- Highway fuel economy
- Engine performance
- Ride and handling
- Limited options
- MyLink software
- Curb weight
For the first time since 1986, Chevrolet has brought a small modern turbo-diesel engine to America in a passenger car and it’s a sweetheart. The new top-of-the-line addition to the Cruze lineup is a solid, fuel-efficient and extremely comfortable option for road warriors who plan to cover a lot freeway miles. This engine is well matched to the Cruze, and diesel fans now have a new affordable and formidable competitor to the VW Jetta.
What Were They Waiting For?
A great many Americans don’t think of diesel engines as an option outside of heavy-duty trucks and commercial vehicles. In Europe, however, they are quite popular mostly due to the high cost of fuel and an overriding focus on carbon emissions. It doesn’t help that those who do remember diesels from past decades think of them as noisy smoke-belching and woefully slow machines. Those who drove old GM diesels probably think of horrible reliability as well… let’s be fair, GM didn’t help the diesel’s case much back in the late 1970s and early 1980s.
Like most automotive applications, technology has changed a great deal since those dark and smoky days. Drivers of modern diesels… for Americans, this means German cars like Audi, BMW, Mercedes, and VWs, know differently. Direct fuel injection, modern turbochargers, improved emissions regulations, and of course, electronic engine management has really made these cars that anyone can use and enjoy. They are quieter, cleaner, faster and easier to live with then ever before.
GM has been building modern diesels for their European subsidiary for a long time and enthusiasts have been asking for them to come here for almost as long. Now we’ve driven the Cruze Diesel and we scratch our heads wondering what took them so long. This is really a fantastic engine and very well matched to the Cruze sedan.
The Cruse Diesel is quiet. The only time we heard the slightest tell-tail sounds from the engine were when we were standing outside of the car at idle and even then most passer bys wouldn’t notice a thing. With the windows open one might think that a heavy duty pickup was following him… a few car lengths behind. Inside the car one feels a bit of low-frequency thrum through the steering wheel and pedals but mostly it just feels a bit different than a normal four-cylinder gasoline engine, never unpleasant.

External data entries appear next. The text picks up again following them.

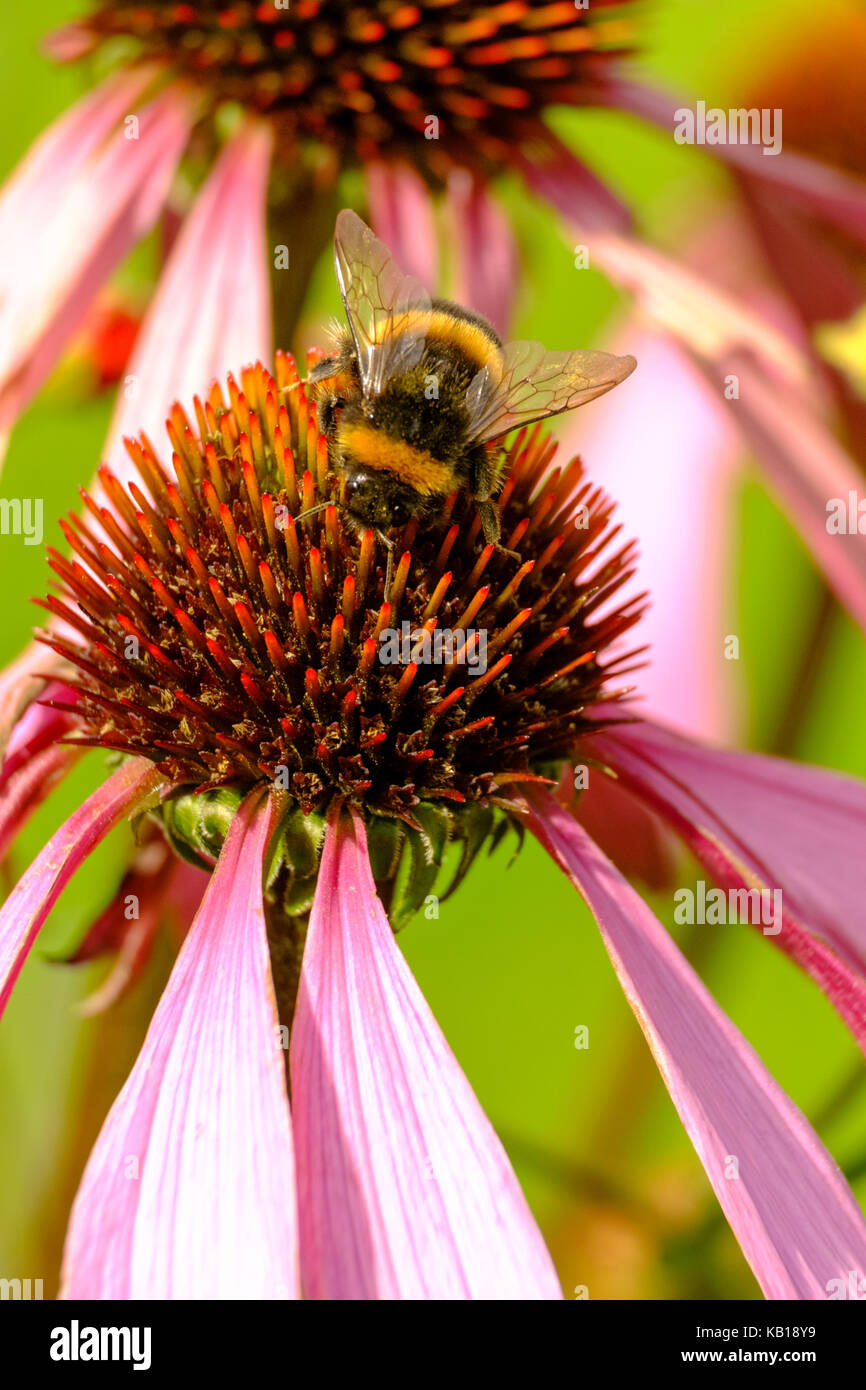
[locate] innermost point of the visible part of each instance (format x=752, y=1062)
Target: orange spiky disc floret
x=231, y=644
x=367, y=77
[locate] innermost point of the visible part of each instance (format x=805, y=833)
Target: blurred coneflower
x=231, y=659
x=433, y=102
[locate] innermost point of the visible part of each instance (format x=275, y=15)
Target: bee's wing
x=388, y=312
x=531, y=384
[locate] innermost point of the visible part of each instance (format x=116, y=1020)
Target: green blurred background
x=515, y=962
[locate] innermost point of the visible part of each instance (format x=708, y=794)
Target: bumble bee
x=419, y=391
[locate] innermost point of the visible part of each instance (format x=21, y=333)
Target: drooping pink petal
x=762, y=822
x=35, y=894
x=38, y=727
x=156, y=887
x=402, y=214
x=685, y=449
x=811, y=473
x=211, y=312
x=730, y=341
x=403, y=1187
x=85, y=195
x=555, y=173
x=787, y=1203
x=484, y=250
x=189, y=1191
x=25, y=790
x=22, y=681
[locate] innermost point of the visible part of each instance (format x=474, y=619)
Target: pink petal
x=819, y=189
x=805, y=464
x=35, y=894
x=25, y=790
x=38, y=729
x=685, y=453
x=790, y=1207
x=565, y=182
x=211, y=312
x=756, y=820
x=405, y=1190
x=189, y=1191
x=484, y=250
x=81, y=200
x=402, y=214
x=21, y=683
x=808, y=470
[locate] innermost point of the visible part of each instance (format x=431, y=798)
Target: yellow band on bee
x=438, y=325
x=416, y=467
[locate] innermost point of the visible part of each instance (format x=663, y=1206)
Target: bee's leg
x=489, y=520
x=489, y=524
x=388, y=565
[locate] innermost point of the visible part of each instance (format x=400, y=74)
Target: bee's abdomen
x=417, y=467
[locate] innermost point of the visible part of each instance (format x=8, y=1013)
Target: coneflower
x=231, y=655
x=433, y=103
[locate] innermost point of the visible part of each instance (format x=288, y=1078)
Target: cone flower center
x=373, y=75
x=232, y=644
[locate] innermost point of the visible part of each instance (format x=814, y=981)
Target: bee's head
x=376, y=498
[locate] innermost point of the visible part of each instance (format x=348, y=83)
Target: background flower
x=626, y=1214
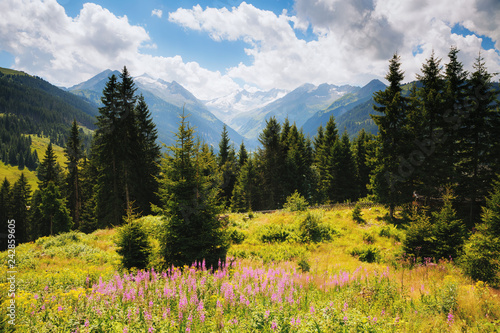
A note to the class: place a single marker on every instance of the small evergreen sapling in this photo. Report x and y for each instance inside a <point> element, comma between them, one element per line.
<point>133,243</point>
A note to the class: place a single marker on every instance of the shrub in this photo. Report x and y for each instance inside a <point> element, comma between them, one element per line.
<point>236,236</point>
<point>274,233</point>
<point>133,245</point>
<point>295,203</point>
<point>367,254</point>
<point>357,216</point>
<point>310,229</point>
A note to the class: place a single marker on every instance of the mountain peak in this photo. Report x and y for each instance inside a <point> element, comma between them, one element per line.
<point>97,82</point>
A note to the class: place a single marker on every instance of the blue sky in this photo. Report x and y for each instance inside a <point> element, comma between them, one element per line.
<point>215,47</point>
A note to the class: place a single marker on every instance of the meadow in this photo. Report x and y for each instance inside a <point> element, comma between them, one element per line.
<point>314,271</point>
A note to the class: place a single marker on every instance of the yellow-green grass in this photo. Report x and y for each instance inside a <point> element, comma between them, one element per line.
<point>421,298</point>
<point>12,173</point>
<point>40,144</point>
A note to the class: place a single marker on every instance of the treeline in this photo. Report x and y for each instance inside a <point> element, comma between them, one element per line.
<point>445,133</point>
<point>15,147</point>
<point>94,189</point>
<point>31,105</point>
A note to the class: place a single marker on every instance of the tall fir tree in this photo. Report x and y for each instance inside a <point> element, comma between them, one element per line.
<point>228,166</point>
<point>479,133</point>
<point>128,133</point>
<point>55,216</point>
<point>49,170</point>
<point>363,150</point>
<point>242,155</point>
<point>109,197</point>
<point>5,211</point>
<point>434,169</point>
<point>389,182</point>
<point>271,165</point>
<point>193,232</point>
<point>20,206</point>
<point>74,153</point>
<point>147,159</point>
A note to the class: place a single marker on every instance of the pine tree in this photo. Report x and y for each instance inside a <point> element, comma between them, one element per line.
<point>20,200</point>
<point>436,167</point>
<point>105,150</point>
<point>242,154</point>
<point>193,231</point>
<point>49,170</point>
<point>54,213</point>
<point>74,153</point>
<point>482,250</point>
<point>228,167</point>
<point>479,133</point>
<point>127,132</point>
<point>271,165</point>
<point>246,190</point>
<point>390,182</point>
<point>5,211</point>
<point>363,146</point>
<point>147,158</point>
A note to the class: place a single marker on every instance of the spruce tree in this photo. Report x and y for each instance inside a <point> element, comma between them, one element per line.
<point>242,154</point>
<point>74,153</point>
<point>20,205</point>
<point>245,195</point>
<point>271,164</point>
<point>147,158</point>
<point>49,170</point>
<point>55,215</point>
<point>479,133</point>
<point>128,133</point>
<point>5,211</point>
<point>436,167</point>
<point>390,182</point>
<point>228,167</point>
<point>193,231</point>
<point>110,205</point>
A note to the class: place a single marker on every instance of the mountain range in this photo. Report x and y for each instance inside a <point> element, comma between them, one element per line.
<point>245,112</point>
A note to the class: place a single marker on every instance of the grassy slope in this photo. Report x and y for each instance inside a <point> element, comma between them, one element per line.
<point>420,296</point>
<point>12,173</point>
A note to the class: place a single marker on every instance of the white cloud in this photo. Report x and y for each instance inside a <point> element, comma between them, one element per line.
<point>67,51</point>
<point>157,12</point>
<point>353,39</point>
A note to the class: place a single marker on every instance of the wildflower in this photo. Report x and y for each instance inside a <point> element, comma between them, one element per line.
<point>450,319</point>
<point>266,315</point>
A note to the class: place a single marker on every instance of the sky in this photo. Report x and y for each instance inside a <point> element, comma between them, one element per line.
<point>215,47</point>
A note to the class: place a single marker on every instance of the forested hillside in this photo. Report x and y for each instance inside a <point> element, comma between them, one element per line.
<point>30,105</point>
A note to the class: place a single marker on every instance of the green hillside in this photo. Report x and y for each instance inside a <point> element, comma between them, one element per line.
<point>349,279</point>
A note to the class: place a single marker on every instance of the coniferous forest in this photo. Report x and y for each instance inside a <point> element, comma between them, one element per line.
<point>434,165</point>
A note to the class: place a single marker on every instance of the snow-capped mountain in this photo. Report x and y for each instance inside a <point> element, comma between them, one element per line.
<point>239,101</point>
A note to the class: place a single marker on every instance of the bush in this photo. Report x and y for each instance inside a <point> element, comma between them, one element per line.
<point>274,233</point>
<point>357,216</point>
<point>236,236</point>
<point>295,203</point>
<point>367,254</point>
<point>133,245</point>
<point>310,228</point>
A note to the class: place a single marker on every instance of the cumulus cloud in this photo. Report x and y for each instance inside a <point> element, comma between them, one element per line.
<point>157,12</point>
<point>67,51</point>
<point>352,40</point>
<point>347,41</point>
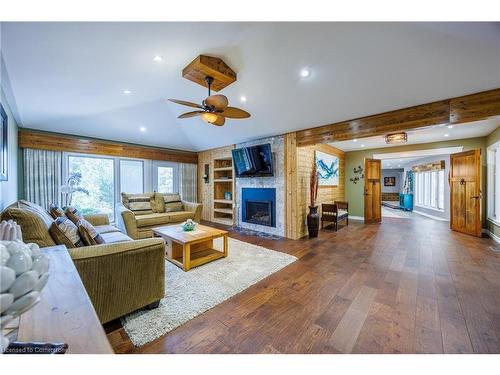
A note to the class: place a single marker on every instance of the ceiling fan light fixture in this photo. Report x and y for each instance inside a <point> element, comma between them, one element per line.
<point>396,138</point>
<point>209,117</point>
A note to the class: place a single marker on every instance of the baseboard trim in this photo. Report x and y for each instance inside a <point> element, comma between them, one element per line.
<point>492,235</point>
<point>357,218</point>
<point>430,216</point>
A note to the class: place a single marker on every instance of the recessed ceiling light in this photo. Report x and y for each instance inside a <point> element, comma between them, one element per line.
<point>304,73</point>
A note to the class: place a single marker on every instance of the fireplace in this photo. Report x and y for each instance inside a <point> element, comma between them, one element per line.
<point>259,212</point>
<point>259,206</point>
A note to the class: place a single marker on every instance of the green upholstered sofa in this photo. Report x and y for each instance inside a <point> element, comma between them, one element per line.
<point>138,214</point>
<point>120,276</point>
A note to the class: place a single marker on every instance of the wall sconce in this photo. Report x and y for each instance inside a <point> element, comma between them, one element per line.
<point>396,138</point>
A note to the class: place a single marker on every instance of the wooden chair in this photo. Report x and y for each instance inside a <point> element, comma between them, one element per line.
<point>334,213</point>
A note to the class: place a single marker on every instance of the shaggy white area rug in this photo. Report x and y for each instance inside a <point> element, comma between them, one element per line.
<point>188,294</point>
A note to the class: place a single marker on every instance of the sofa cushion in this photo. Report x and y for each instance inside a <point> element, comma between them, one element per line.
<point>65,232</point>
<point>73,214</point>
<point>170,202</point>
<point>88,233</point>
<point>55,211</point>
<point>139,204</point>
<point>180,216</point>
<point>34,226</point>
<point>152,219</point>
<point>112,237</point>
<point>101,229</point>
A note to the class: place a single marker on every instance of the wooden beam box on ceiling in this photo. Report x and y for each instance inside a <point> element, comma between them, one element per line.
<point>215,67</point>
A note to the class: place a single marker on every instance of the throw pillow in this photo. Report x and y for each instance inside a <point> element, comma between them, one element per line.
<point>65,232</point>
<point>173,202</point>
<point>88,233</point>
<point>139,204</point>
<point>73,214</point>
<point>55,211</point>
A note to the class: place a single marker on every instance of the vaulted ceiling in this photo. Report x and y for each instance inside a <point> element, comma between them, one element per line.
<point>70,77</point>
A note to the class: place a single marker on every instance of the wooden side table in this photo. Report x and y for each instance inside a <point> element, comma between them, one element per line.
<point>65,312</point>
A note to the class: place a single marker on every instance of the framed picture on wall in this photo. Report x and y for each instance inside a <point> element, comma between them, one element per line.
<point>3,144</point>
<point>328,169</point>
<point>389,181</point>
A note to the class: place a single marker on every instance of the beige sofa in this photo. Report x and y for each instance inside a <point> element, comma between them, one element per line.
<point>138,214</point>
<point>120,276</point>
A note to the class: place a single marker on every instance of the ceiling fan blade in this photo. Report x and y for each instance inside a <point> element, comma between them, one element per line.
<point>232,112</point>
<point>191,114</point>
<point>219,102</point>
<point>220,121</point>
<point>183,102</point>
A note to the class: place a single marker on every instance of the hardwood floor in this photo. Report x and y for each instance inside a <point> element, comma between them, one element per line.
<point>403,286</point>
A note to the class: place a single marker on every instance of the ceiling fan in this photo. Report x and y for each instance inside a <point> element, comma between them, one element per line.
<point>214,109</point>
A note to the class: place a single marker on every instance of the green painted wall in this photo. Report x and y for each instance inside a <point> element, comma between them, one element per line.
<point>354,192</point>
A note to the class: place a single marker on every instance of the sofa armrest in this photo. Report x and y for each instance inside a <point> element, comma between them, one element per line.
<point>122,277</point>
<point>97,219</point>
<point>196,208</point>
<point>125,220</point>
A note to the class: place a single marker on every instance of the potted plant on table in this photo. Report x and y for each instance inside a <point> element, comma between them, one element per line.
<point>313,216</point>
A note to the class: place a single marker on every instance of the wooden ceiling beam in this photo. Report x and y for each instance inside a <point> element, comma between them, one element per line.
<point>475,107</point>
<point>60,142</point>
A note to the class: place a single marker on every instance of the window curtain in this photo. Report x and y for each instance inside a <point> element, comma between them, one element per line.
<point>42,176</point>
<point>188,181</point>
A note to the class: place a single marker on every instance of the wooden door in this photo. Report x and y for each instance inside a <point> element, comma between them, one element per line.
<point>465,192</point>
<point>373,202</point>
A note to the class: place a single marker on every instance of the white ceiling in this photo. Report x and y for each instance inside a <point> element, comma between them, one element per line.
<point>426,135</point>
<point>70,77</point>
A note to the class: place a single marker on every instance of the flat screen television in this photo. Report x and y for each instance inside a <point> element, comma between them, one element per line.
<point>254,161</point>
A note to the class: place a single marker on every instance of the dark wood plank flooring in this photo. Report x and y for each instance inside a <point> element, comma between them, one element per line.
<point>404,286</point>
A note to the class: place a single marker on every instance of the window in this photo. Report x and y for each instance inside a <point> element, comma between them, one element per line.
<point>165,177</point>
<point>96,193</point>
<point>132,176</point>
<point>103,179</point>
<point>429,189</point>
<point>494,182</point>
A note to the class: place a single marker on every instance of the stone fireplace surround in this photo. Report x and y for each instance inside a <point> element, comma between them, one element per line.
<point>277,182</point>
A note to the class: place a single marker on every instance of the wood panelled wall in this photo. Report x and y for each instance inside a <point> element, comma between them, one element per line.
<point>60,142</point>
<point>298,164</point>
<point>326,194</point>
<point>475,107</point>
<point>205,191</point>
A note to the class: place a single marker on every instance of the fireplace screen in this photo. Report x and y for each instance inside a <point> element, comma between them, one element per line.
<point>259,212</point>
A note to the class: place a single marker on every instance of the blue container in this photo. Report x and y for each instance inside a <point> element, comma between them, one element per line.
<point>406,202</point>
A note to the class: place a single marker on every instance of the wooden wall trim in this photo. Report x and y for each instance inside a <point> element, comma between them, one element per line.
<point>60,142</point>
<point>475,107</point>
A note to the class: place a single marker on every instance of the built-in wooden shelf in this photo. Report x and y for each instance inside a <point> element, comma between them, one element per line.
<point>225,201</point>
<point>222,208</point>
<point>223,169</point>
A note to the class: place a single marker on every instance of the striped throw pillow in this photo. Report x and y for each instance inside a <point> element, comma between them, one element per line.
<point>139,204</point>
<point>65,232</point>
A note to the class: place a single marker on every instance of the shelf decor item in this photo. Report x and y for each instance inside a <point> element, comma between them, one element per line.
<point>313,216</point>
<point>23,274</point>
<point>188,225</point>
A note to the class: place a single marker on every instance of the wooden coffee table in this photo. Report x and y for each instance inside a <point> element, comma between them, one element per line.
<point>193,248</point>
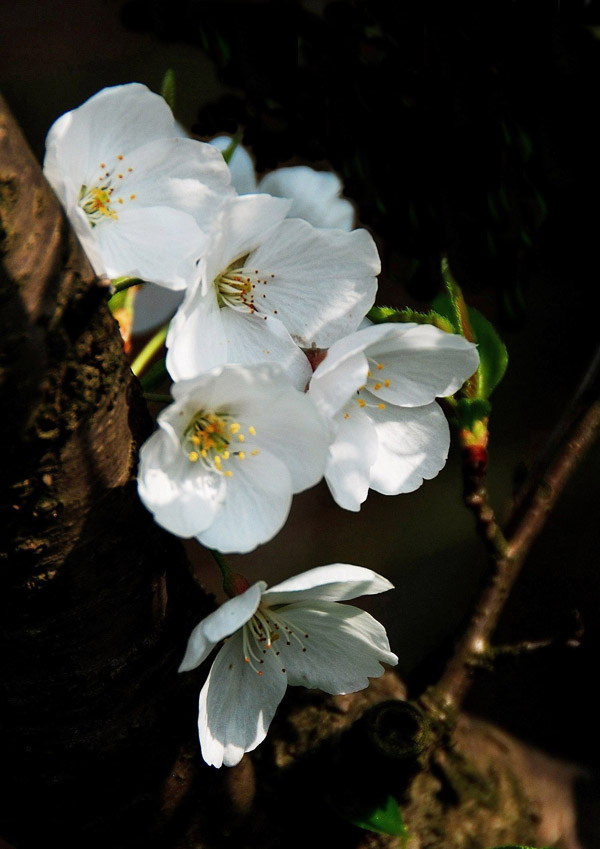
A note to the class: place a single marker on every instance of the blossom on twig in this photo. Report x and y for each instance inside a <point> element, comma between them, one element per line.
<point>377,388</point>
<point>269,286</point>
<point>228,455</point>
<point>295,633</point>
<point>140,198</point>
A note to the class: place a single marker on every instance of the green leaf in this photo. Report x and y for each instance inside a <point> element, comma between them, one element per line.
<point>493,356</point>
<point>386,819</point>
<point>167,88</point>
<point>382,315</point>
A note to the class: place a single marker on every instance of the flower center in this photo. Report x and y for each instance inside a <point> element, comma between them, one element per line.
<point>242,288</point>
<point>375,380</point>
<point>213,439</point>
<point>263,633</point>
<point>98,200</point>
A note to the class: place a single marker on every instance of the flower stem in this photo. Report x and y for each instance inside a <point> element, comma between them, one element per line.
<point>122,283</point>
<point>148,351</point>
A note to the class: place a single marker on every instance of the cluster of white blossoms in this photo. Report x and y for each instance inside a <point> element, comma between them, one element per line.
<point>273,278</point>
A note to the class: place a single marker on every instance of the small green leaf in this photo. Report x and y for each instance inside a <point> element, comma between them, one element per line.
<point>382,315</point>
<point>386,819</point>
<point>472,410</point>
<point>167,88</point>
<point>493,356</point>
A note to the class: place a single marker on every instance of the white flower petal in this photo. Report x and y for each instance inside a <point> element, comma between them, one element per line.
<point>112,123</point>
<point>158,244</point>
<point>196,339</point>
<point>243,224</point>
<point>345,647</point>
<point>255,507</point>
<point>337,378</point>
<point>336,582</point>
<point>181,173</point>
<point>224,621</point>
<point>236,704</point>
<point>291,428</point>
<point>154,305</point>
<point>241,166</point>
<point>182,498</point>
<point>421,363</point>
<point>324,280</point>
<point>315,194</point>
<point>250,340</point>
<point>413,446</point>
<point>351,455</point>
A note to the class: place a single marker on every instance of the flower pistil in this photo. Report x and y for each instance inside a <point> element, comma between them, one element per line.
<point>96,200</point>
<point>212,439</point>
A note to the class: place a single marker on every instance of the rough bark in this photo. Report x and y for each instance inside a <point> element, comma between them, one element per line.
<point>98,736</point>
<point>91,632</point>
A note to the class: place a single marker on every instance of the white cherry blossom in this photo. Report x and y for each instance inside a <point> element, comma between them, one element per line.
<point>295,633</point>
<point>140,198</point>
<point>315,195</point>
<point>268,286</point>
<point>229,454</point>
<point>377,388</point>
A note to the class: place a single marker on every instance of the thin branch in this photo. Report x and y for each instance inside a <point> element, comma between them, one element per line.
<point>507,555</point>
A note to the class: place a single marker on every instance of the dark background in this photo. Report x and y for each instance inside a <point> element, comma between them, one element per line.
<point>471,133</point>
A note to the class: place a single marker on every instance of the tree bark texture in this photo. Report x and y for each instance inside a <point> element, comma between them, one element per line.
<point>91,629</point>
<point>97,735</point>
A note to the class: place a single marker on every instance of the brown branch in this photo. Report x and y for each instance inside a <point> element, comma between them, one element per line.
<point>94,596</point>
<point>507,556</point>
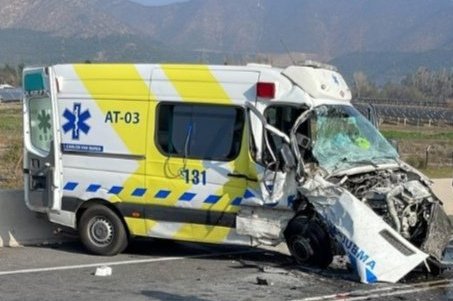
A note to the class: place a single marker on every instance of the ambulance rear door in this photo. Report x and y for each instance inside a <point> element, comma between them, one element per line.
<point>42,160</point>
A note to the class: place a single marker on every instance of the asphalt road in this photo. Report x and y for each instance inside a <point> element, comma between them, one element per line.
<point>165,270</point>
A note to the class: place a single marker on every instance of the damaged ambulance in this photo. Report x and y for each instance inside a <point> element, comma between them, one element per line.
<point>225,154</point>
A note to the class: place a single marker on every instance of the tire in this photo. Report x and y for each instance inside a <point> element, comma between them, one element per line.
<point>102,232</point>
<point>308,242</point>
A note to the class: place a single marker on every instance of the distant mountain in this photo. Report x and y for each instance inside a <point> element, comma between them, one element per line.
<point>380,36</point>
<point>327,27</point>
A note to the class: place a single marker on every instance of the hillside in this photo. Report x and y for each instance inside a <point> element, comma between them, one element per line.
<point>385,38</point>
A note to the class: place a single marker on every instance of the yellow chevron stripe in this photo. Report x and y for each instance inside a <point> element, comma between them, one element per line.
<point>122,88</point>
<point>196,83</point>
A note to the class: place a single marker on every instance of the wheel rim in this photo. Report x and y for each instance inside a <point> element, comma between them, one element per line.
<point>301,248</point>
<point>101,231</point>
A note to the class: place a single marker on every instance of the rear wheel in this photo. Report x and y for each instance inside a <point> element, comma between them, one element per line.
<point>309,242</point>
<point>102,232</point>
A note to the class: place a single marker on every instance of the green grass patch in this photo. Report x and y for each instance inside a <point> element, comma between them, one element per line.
<point>413,135</point>
<point>438,172</point>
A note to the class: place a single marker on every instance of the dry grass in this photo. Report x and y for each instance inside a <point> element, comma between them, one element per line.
<point>11,145</point>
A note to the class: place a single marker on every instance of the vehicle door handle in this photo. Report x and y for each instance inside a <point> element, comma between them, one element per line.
<point>241,176</point>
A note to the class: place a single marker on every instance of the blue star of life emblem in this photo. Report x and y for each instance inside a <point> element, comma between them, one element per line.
<point>76,121</point>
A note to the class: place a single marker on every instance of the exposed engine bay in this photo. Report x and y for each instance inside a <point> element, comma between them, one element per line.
<point>406,204</point>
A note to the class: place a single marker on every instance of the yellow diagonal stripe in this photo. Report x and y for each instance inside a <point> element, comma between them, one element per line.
<point>196,83</point>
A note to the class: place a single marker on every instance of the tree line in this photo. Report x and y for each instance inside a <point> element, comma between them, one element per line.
<point>11,75</point>
<point>423,84</point>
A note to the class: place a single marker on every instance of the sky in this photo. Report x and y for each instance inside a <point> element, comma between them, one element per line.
<point>157,2</point>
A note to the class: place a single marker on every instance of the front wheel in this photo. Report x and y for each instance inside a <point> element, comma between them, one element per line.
<point>102,232</point>
<point>309,242</point>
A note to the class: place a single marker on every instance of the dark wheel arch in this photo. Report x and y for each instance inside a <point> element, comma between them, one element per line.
<point>308,241</point>
<point>102,229</point>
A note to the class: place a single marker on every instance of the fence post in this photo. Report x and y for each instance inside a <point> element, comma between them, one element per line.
<point>427,156</point>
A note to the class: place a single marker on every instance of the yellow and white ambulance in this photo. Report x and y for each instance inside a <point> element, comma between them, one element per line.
<point>222,154</point>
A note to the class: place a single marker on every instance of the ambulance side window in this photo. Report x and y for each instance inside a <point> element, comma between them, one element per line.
<point>281,117</point>
<point>199,131</point>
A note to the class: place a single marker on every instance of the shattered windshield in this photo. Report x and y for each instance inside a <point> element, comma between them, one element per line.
<point>344,138</point>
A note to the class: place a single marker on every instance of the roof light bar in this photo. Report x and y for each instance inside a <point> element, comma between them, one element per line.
<point>265,90</point>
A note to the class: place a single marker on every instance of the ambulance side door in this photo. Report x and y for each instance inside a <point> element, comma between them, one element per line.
<point>197,170</point>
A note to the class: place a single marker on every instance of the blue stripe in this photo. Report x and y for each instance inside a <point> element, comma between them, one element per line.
<point>248,194</point>
<point>187,196</point>
<point>139,192</point>
<point>162,194</point>
<point>237,201</point>
<point>212,199</point>
<point>93,187</point>
<point>70,186</point>
<point>115,190</point>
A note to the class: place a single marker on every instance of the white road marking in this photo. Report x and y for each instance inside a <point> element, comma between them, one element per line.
<point>125,262</point>
<point>386,291</point>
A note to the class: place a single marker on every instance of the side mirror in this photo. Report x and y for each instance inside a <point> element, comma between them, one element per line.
<point>288,158</point>
<point>395,144</point>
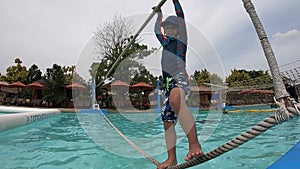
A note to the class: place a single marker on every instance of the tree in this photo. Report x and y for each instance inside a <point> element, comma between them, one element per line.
<point>17,72</point>
<point>244,78</point>
<point>144,76</point>
<point>34,74</point>
<point>205,76</point>
<point>237,76</point>
<point>280,91</point>
<point>110,40</point>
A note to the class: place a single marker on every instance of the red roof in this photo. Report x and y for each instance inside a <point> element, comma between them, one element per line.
<point>75,86</point>
<point>119,83</point>
<point>142,85</point>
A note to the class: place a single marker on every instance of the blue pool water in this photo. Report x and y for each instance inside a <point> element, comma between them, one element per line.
<point>87,141</point>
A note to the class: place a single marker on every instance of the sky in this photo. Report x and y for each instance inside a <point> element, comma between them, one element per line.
<point>221,34</point>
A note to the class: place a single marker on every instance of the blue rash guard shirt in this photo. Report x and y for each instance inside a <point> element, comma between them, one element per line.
<point>173,60</point>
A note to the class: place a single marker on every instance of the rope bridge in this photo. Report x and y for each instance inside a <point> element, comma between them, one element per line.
<point>288,107</point>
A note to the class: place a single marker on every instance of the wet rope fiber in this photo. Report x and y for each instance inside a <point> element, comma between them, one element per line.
<point>244,137</point>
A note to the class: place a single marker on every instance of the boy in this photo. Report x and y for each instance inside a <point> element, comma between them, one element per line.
<point>176,84</point>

This 2.0L DOHC four cylinder engine produces 151 hp at 4,000 rpm vs. 138 hp at 4,900 rpm from the 1.4L turbo which was previously the top engine option on Cruzes. More foretelling of the driving experience, though, is the diesel’s 264 lb-ft of torque at 2,600 rpm… more than a 78% bump in torque over the 1.4 turbo. The front wheels are driven through a standard 6-speed automatic transmission; there is no manual option. Gearing is optimized for the diesel engine and freeway cruising at 70 mph happens at a relaxed 2,000 rpm.